11.05.2016, 09:00 Uhr

Graz verliert seine schönsten Feste

Tausende Besucher zog das Augartenfest mit seinen vielen Bühnen und breitem Kinder- und Sportprogramm jährlich an. (Foto: simon.jimenez.at & ganzGustav.at)

Kurzfristige Absage des Augartenfests sorgte für Aufregung – doch woran mangelt es wirklich in der Eventkultur?

Am 3. Mai kam die überraschende Meldung für alle Grazer Konzert- und Festivalliebhaber – das Augartenfest ist abgesagt! In zwei Monaten hätte die Party steigen sollen: Musik auf mehreren Bühnen, entspannte Leute auf Picknickdecken und gute Stimmung. Doch nun geht die 35-jährige Tradition eines der größten und beliebtesten Stadtfeste zu Ende.
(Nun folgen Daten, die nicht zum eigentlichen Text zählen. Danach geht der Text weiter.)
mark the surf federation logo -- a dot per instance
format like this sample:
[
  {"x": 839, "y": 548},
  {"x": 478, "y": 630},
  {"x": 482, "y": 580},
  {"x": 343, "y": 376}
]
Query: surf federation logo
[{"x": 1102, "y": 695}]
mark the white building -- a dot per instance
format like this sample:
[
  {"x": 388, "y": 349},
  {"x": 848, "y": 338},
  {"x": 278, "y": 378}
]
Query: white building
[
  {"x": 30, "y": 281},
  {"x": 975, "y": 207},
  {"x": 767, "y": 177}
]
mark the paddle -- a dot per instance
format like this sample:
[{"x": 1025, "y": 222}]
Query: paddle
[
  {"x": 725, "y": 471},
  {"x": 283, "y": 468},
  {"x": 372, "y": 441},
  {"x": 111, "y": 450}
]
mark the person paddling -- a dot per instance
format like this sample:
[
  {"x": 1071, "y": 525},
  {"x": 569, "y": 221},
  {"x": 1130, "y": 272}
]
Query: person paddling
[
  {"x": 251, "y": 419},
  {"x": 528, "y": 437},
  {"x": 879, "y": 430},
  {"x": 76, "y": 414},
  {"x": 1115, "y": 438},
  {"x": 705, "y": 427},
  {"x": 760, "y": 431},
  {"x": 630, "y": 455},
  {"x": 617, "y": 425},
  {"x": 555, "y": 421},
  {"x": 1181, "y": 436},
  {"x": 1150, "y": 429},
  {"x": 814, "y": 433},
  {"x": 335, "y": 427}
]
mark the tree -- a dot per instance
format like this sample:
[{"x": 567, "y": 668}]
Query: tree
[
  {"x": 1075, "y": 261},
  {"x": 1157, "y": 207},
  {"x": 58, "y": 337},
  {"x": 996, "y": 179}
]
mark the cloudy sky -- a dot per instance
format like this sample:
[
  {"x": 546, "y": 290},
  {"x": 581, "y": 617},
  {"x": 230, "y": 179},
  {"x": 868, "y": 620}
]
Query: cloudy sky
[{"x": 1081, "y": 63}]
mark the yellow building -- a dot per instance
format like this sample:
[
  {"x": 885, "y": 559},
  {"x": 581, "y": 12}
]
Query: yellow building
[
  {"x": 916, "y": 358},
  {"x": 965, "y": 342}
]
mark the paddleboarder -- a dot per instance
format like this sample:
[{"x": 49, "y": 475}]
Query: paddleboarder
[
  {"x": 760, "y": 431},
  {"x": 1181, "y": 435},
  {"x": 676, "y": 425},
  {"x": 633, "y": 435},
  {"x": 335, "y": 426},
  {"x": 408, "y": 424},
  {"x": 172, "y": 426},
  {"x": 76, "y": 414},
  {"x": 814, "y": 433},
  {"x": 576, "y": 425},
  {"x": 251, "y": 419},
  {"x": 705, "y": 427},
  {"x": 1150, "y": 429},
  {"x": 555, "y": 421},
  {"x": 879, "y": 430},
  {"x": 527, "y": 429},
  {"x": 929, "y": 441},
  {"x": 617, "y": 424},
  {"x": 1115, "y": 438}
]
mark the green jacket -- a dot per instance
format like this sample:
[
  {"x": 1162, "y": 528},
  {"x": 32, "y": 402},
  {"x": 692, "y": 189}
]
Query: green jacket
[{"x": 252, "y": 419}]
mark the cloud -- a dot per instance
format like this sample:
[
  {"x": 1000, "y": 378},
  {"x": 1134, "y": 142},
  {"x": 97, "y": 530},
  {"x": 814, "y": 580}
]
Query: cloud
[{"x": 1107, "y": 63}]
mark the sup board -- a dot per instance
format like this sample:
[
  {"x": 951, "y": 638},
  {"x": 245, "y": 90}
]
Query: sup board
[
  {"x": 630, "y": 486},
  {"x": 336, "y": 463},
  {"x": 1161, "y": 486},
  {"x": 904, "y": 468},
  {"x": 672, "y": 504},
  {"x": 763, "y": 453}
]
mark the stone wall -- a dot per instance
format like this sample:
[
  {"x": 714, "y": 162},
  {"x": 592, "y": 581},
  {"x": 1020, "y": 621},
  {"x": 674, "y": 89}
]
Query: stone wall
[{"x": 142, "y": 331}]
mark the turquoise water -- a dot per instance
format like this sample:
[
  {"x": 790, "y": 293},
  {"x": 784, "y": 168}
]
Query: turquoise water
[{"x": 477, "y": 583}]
Doch warum?
„Wir konnten das Festival nicht mehr kostendeckend tragen“, meint Ewald Muhr von „Vorwärts Jakomini“. Der Verein war bislang für die Organisation des Augartenfestes verantwortlich. „Uns tut es sehr leid, dass wir die Veranstaltung absagen müssen, aber durch die gesetzlichen Rahmenbedingungen wurde das finanzielle Risiko zu hoch“, erklärt Muhr.

Graz – Festivalstadt oder nicht?

Während im Lend vergangene Woche noch eifrig „gewirbelt“ wurde, scheinen es Formate dieser Art in Graz nicht leicht zu haben. So stand etwa das Springfestival vor ein paar Jahren beinahe vor dem Aus. Und von Werner Schrempf, dem Intendanten des Straßenfestivals La Strada, heißt es: "Vorschriften wie das neue Veranstaltungsgesetz machen es uns nicht einfacher, aber wir passen uns – so weit möglich – den Rahmenbedingungen an." Das Veranstaltungsgesetz von 2012 gilt auch als Hauptursache der Absage des Augartenfestes. Wer das Gesetz wirklich ernst nimmt, muss mit gewissen Einschränkungen rechnen. „Durch das Gesetz sind große und kleine Veranstalter relativ gleichgestellt", meint etwa Armin Egger, Geschäftsführer der Messe Congress Graz GmbH. Egger kann gut nachvollziehen, dass das Augartenfest deswegen abgesagt werden musste.
"Das Veranstaltungsgesetz ist natürlich wichtig, aber die Auflagen sind jetzt sehr hoch." So sind beispielsweise die Vorschriften für Festivalzelte und für den allgemeinen Brandschutz nicht zu unterschätzen. "Die Veranstalter tragen eine große Verantwortung, für Vereine im Freiwilligen-Bereich ist das finanziell nicht ganz leicht", so der Messe Congress-Geschäftsführer.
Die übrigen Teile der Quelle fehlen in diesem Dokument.